Datafeed has missed documents due to ingest latency error

Hello,
I have many of these in the Job Management > Job Messages tab,
and I'm looking for a way to check it.

first of all, the dates don't make since, but I guess it's a timezone bug in Kibana (first column's date is lower than the date in the message itself)

second, is there any way to validate ingestion time? I don't think that we have a 30 minutes delay - current query_delay setting in the datafeed (It still may be true though...)

Hi @liorg2

The left hand timestamp in the job messages tab is displayed in your browser timezone by default. You can change this in Kibana Management / Advanced Settings (although I would not think you'd want to as it affects all your visualizations too).

The backend anomaly detection uses UTC as this is a log message from the backend. This log message is a string, rather than a field with a data type of timestamp, so it is unformatted.

The time reported in the message is the start of the bucket, and the end of the bucket is this start time plus the bucket_span configured for the job.

This recent blog describes how you can add an ingest time to your ingest pipeline. https://www.elastic.co/blog/calculating-ingest-lag-and-storing-ingest-time-in-elasticsearch-to-improve-observability

This uses the set ingest processor https://www.elastic.co/guide/en/elasticsearch/reference/current/set-processor.html

More information on delayed data can be found here https://www.elastic.co/guide/en/machine-learning/7.9/ml-delayed-data-detection.html

Hope this helps
Sophie

thanks for the information!

just few yes/no questions... currently I don't have any injection processor,
will it make a load on the cluster? do I need to add nodes for that? (I use elastic cloud..)

thank
Lior

Hi

You need a node with an ingest role i. You should have one already in cloud.

# GET _cat/nodes
127.0.0.1 70 80 1 0.00 0.03 0.05 dlm   - node1
127.0.0.1 46 80 1 0.00 0.03 0.05 dlmt  * node2
127.0.0.1 63 80 1 0.00 0.03 0.05 dilmt - node3

With respect to load, please benchmark locally to see if there is a possible performance impact.
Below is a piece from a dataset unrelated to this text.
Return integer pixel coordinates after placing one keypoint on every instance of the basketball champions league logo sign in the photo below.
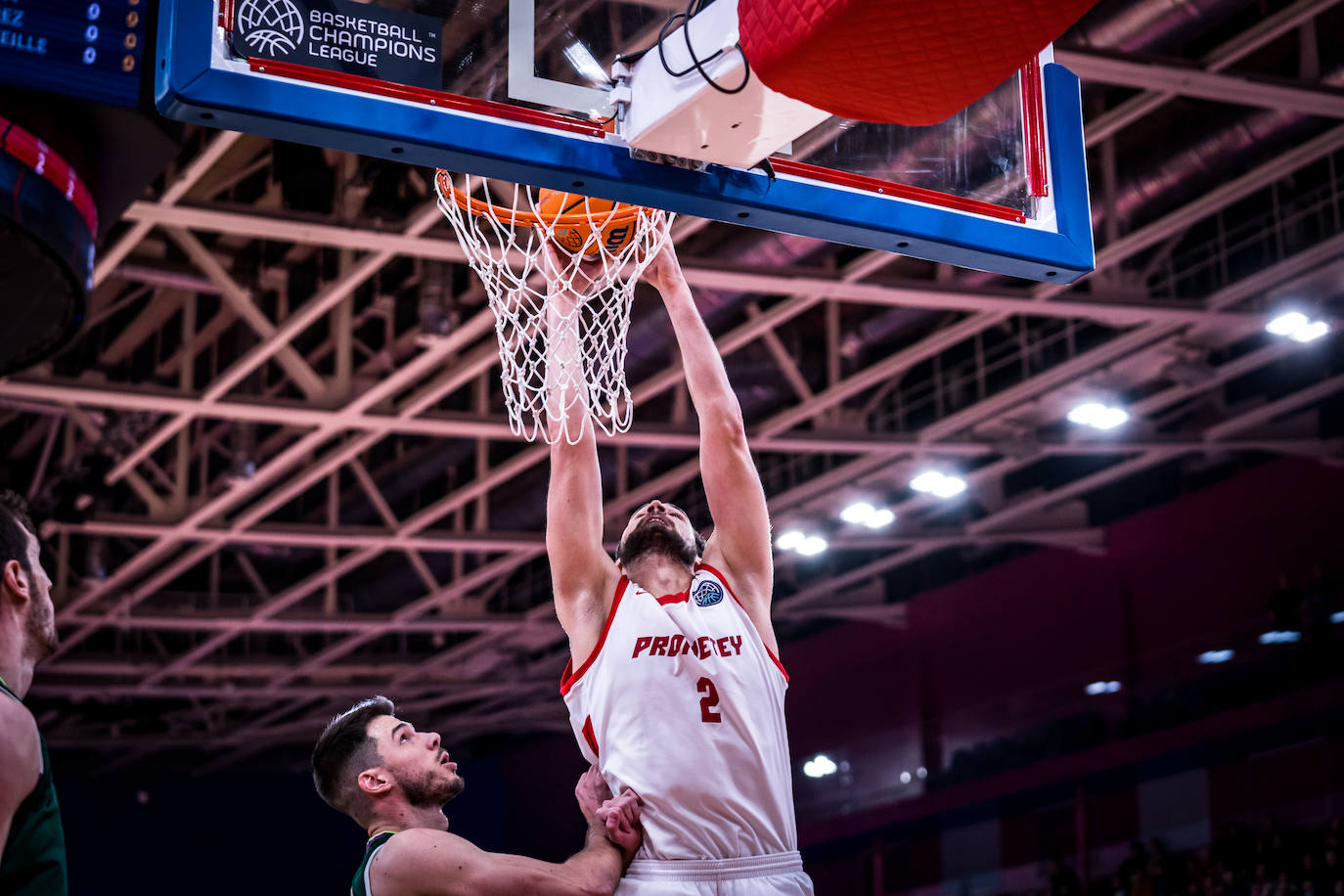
(388, 45)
You don't really need the painless script part from the blog example, and I doubt that the single set processor will make a noticeable difference - but it depends on your data and use case.

Before you change your ingest, as a first step you could also try a manual validation that you have delayed data by running a search that will replicate what the delayed data check is trying to achieve. Assuming you have a 15m bucket_span and a 30m query_delay, create a date histogram search e.g. count of events every 15m from now-90m say. Manually refresh this periodically over the course of the next 90m and see if the counts change as time elapses. Pay particular attention to the counts from time buckets that are greater than 30m ago. If these are changing, this suggests an ingest latency.

Make sense I'll check that
Thanks a lot